Does this sound reasonable? I'm still a little fuzzy about when query implementations are allowed to access the HIR and other info that is only available locally. I think I need to implement something in
rmeta and ensure that
associated_items gets called for each item before we finish compiling the local crate. Is this correct?
cc @Matthew Jasper who has answered my questions about the query system in the past.
As an aside, I noticed this while inspecting perf results for the example in #68957. After making name lookup, which used to take 60% of the CPU,
O(log n) in #69072,
associated_item became hot, accounting for 25% of CPU time.

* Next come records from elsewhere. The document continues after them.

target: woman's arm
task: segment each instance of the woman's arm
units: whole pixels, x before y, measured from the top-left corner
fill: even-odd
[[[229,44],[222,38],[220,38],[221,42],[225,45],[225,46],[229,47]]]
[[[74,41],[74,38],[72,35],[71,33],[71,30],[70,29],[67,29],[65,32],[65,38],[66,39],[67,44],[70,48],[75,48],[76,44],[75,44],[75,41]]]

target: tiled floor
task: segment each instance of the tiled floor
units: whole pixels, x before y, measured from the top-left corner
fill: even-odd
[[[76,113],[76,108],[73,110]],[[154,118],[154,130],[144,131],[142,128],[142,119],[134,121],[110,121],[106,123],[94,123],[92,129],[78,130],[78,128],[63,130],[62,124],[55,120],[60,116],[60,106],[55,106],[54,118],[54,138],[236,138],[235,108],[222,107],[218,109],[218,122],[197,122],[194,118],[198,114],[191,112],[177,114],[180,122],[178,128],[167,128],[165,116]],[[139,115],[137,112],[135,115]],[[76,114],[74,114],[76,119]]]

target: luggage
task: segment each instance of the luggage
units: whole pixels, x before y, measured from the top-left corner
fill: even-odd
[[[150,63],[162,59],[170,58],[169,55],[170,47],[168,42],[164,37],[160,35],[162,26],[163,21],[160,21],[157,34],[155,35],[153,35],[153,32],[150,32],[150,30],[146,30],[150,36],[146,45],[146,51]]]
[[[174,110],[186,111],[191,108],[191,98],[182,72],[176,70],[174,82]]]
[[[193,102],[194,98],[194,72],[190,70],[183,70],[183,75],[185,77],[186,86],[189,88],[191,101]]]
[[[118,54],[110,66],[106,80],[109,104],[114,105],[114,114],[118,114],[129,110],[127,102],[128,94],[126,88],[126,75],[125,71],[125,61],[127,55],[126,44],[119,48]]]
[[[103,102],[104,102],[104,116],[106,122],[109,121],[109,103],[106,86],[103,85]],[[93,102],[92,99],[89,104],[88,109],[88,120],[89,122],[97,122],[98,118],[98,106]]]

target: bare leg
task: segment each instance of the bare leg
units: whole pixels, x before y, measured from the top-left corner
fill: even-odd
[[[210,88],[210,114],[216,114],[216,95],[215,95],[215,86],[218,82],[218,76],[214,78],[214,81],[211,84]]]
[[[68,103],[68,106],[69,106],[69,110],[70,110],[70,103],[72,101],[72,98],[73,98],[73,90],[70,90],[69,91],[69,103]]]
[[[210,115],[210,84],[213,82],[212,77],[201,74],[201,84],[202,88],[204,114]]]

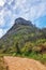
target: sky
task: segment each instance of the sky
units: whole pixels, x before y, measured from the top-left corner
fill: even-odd
[[[46,27],[46,0],[0,0],[0,38],[22,17],[36,27]]]

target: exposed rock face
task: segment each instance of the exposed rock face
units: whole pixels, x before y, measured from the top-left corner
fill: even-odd
[[[9,70],[46,70],[44,65],[34,59],[5,56],[4,62]]]

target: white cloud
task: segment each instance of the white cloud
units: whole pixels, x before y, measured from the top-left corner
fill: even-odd
[[[3,30],[0,29],[0,38],[3,36]]]
[[[6,32],[7,30],[5,29],[0,29],[0,38]]]
[[[0,0],[0,6],[3,6],[5,3],[5,0]]]

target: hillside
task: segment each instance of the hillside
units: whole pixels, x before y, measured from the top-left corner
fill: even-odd
[[[21,17],[15,19],[12,28],[0,39],[0,54],[46,61],[46,28],[40,29]]]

@simulacrum What do you think about adding a benchmark to rustc-perf that has a lot of associated items? I would understand if the answer is no considering the current backlog on the perf server coupled with the time it took before someone realized this was slow.
Sounds like a good idea! I've added
associated_items as a stopgap cache for some even more pathological behavior, but didn't realize that the work it was doing was still quadratic.
FWIW I was looking into rustc performance on generated crates used in the embedded ecosystem and plan to add one to perf as well. That's what inspired the
associated_items query addition and my coherence perf improvements.
@ecstatic-morse I think it's a great idea! The benchmark should take no longer than 2 seconds, approximately, on current master.
@Jonas Schievink Did you do that relatively recently? Like the last month or so? If so, you probably fixed the majority of #68957, which has gotten a lot faster of late.
Yep, I think so too :)
@simulacrum Is that for a check build or an opt build?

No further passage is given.